During his bus tour across Upstate New York, the President made stops in a number of communities. YNN's Bill Carey reports the longest stay, by far, was in a city where glimpses of the Chief Executive were very rare.
AUBURN, N.Y. – "Thank you, Syracuse. God bless you. God bless America."
The President's speech in Syracuse was over and in Auburn, anticipation grew. Crowds had already gathered at what would be Barack Obama's temporary "home." A Holiday Inn.
But there were delays. The arrival held up as, back in Syracuse, the President taped an interview at Henninger High School with CNN. When the questions were finally done, the motorcade was on the road, winding its way into Auburn, something of an anti-climax as the bus simply pulled into a parking lot and the President and traveling party were out of sight.
The next morning, the crowds were smaller, but persistent, still hoping to catch a glimpse of the Chief Executive. And just after 8 a.m., there was movement. A smaller version of the motorcade, no bus attached, sped through the downtown area. The President ready for his daily workout.
"I certainly didn't think I would ever meet a President and I didn't think I'd meet him at work this morning. That's for sure," said Kurt Kramer, Auburn YMCA-WEIU CEO.
The site was the local YMCA
Kramer said, "Came in, paid a guest fee.

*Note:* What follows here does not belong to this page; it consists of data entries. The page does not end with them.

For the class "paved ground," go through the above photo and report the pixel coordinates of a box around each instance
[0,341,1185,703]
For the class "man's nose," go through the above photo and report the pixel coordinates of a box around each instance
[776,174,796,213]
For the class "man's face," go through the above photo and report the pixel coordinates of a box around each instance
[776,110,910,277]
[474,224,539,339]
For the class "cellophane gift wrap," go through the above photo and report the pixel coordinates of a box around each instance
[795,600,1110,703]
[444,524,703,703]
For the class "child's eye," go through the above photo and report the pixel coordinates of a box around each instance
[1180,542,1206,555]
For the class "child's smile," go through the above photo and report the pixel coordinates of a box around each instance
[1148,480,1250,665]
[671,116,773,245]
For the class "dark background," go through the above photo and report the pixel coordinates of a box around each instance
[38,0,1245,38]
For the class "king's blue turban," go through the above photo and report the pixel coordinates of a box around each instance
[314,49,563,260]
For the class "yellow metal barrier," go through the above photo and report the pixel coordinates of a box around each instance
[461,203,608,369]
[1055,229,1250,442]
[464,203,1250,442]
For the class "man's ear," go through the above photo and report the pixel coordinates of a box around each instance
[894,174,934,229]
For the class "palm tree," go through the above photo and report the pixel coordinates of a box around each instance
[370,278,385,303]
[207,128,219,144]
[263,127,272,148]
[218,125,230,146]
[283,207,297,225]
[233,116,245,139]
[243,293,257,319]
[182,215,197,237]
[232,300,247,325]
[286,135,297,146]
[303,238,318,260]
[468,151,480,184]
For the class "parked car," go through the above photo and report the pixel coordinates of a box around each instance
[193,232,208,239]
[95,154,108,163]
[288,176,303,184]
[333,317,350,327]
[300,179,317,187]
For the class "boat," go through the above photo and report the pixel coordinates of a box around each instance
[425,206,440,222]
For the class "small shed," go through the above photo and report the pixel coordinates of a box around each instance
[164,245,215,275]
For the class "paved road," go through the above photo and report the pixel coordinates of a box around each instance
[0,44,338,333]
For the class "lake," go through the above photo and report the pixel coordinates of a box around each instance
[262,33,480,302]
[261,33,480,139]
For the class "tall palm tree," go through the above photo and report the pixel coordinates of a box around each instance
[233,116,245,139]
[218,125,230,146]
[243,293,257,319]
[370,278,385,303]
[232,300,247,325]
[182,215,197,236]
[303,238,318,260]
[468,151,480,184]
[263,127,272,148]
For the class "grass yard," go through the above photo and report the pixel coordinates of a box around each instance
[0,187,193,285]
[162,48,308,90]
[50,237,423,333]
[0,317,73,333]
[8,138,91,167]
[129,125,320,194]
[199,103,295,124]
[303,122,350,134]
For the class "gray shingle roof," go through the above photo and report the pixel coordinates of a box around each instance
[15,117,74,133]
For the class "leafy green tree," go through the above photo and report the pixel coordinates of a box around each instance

Said he wanted to support the YMCA."
President Obama shared the cardio room with Y members.
"There was probably two-thirds of the room full with people," Kramer said.
Down the hall, a basketball camp for young people. The President decided to pay a visit.
Kramer said, "Gave them some pointers. Spoke to them for a few minutes. Took a few shots. Made one out of three from the three-point line."
Then he was on his way and it didn't take long for the bus tour to move on.
"Had a few seconds with him, a very few seconds. But it was really quite exciting, to be honest with you," said Auburn Mayor Michael Quill.
Auburn's mayor was among those who received official thanks for their hospitality. The mayor hoping the President's brief stay has an impact on the city's effort to draw in tourism.
Quill said, "We have trouble getting that word out. Hopefully this will encourage more people coming to see us."
Soon, the motorcade was on the road and Barack Obama was saying goodbye.
The City of Auburn has now returned to normal. Knowing that, for a few hours, at least, it served as the residence of the President of the United States.
Something people here will never forget.